In costante pericolo

Anche qui ovviamente i migranti non sono sicuri.  Venerdì sera si è sfiorata la tragedia quando un albero,  strappato dal vento, è atterrato su cinque tende all’interno della quale dormivano   25 etiopi. Fossero stati in piedi o seduti sarebbe stata tragedia.  Ma quale destino per queste persone?  “Poco cibo, senza riparo, senza vestiti ”  dice Ahmel,  Etiope con nome inventato al momento,  è arrivato da poco al ‘The Jungle’ , non pensava di trovare questa situazione a Calais: “Questa è l’Europa. Questa è l’Unione europea! Dove sono i diritti umani? Siamo umani. Siamo neri, ma siamo esseri umani”.14381979104566

 

Anche qui  “The Jungle”  non sembra una cosa temporanea. Gli immigrati vogliono stabilirsi in Europa, cercare un lavoro. Per fare questo c’è la necessità, prima di tutto, di imparare una lingua : francese, inglese.  Molti sono gli insegnanti volontari che contribuiscono in questo.

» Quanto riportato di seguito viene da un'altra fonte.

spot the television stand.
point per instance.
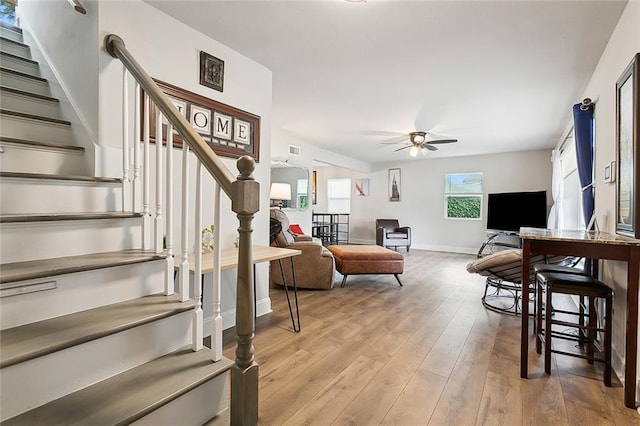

Da tre settimane funziona una “scuola” aperta grazie alla determinazione di Sumako, un immigrato nigeriano che vive da molti mesi nel campo  “ E’ una struttura molto solida. Difficile è stato trovare i pallet  ma ora so che anche sotto la pioggia e brutto tempo, la parte interna è al sicuro”, dice aprendo la porta della scuola . All’interno mappe, disegni, sedie di diversi modelli e materiale scolastico di ogni genere. Quasi tutto quello che si vede sono donazioni di cittadini.

 Sostegno dai  vicini

Di tutta questa situazione sono colpiti anche i cittadini di Calais che non sono indifferenti a questa ondata di migranti.  Anche in questa città i migranti sono oggetto di conversazione e , come spesso accade,  gruppi minori di cittadini fanno di tutto per cacciarli  via con violenza e minacce. Certo sono la minoranza ma sono rumorosi e possono veramente creare ulteriori problemi senza contribuire alla soluzione di questa Lampedusa francese.